Terreno, clima, esposizione. Vuole un substrato leggero e fertile, non acido, ben drenato. Teme temperature inferiori a 7 °C: anche al Sud desidera una posizione ben riparata dai venti freddi e possibilmente soleggiata d’inverno (ma a mezz’ombra d’estate). Al Nord si alleva in pieno sole e in inverno si protegge in veranda. Nel Nord Italia spostare il vaso in veranda o altro locale caldo e luminoso da ottobre ad aprile. Nel Sud in piena terra pacciamare la base e proteggere la parte aerea con stuoie d’inverno.
Piantagione. L'impianto va effettuato in primavera, sia in piena terra sia in vaso. La distanza tra le piante deve essere di 1 m.
Sostegni. In metallo o legno o bambù, di dimensioni medio-piccole. Forma una copertura fitta in tempi rapidi (un paio di mesi).
Irrigazione e concimazione. Richiede molta acqua: il substrato deve sempre rimanere leggermente umido, per evitare appassimenti dell’intera pianta. Concimare ogni 10 giorni con un prodotto liquido per piante da fiori da maggio a settembre.
Potatura. Non è necessaria, né gradita alla pianta. Tuttavia, se necessario per spostare il contenitore al riparo in autunno, nel caso in cui la pianta sia attaccata a una struttura fissa anziché a un traliccio collegato al vaso, prima dello spostamento si possono tagliare i tralci a 2/3 di lunghezza per staccarli dal sostegno.

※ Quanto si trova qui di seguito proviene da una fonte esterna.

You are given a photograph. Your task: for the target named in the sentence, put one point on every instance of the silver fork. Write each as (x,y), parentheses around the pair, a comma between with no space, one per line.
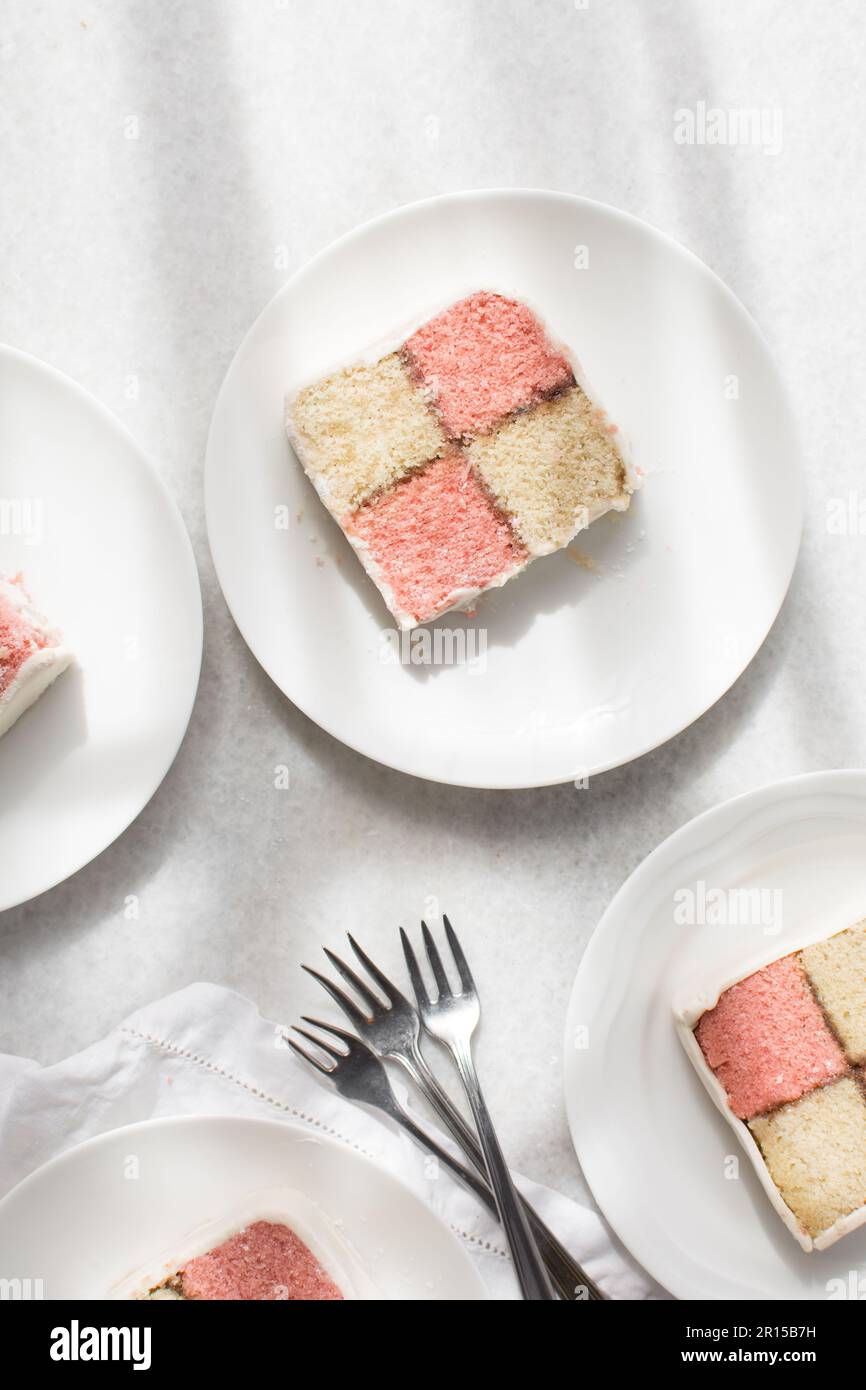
(452,1019)
(360,1075)
(394,1032)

Moltiplicazione. Per talea di ramo dell’anno, prelevata in luglio.
Malattie e parassiti. Afidi e ragnetto rosso in primavera-estate, se sottoposta a stress idrici soprattutto in vaso.
Coltivazione in vaso. Il vaso deve avere un diametro minimo di 40 cm per una pianta alta 50 cm; rinvasare ogni anno in marzo in 1-2 misure in più fino al massimo sostenibile.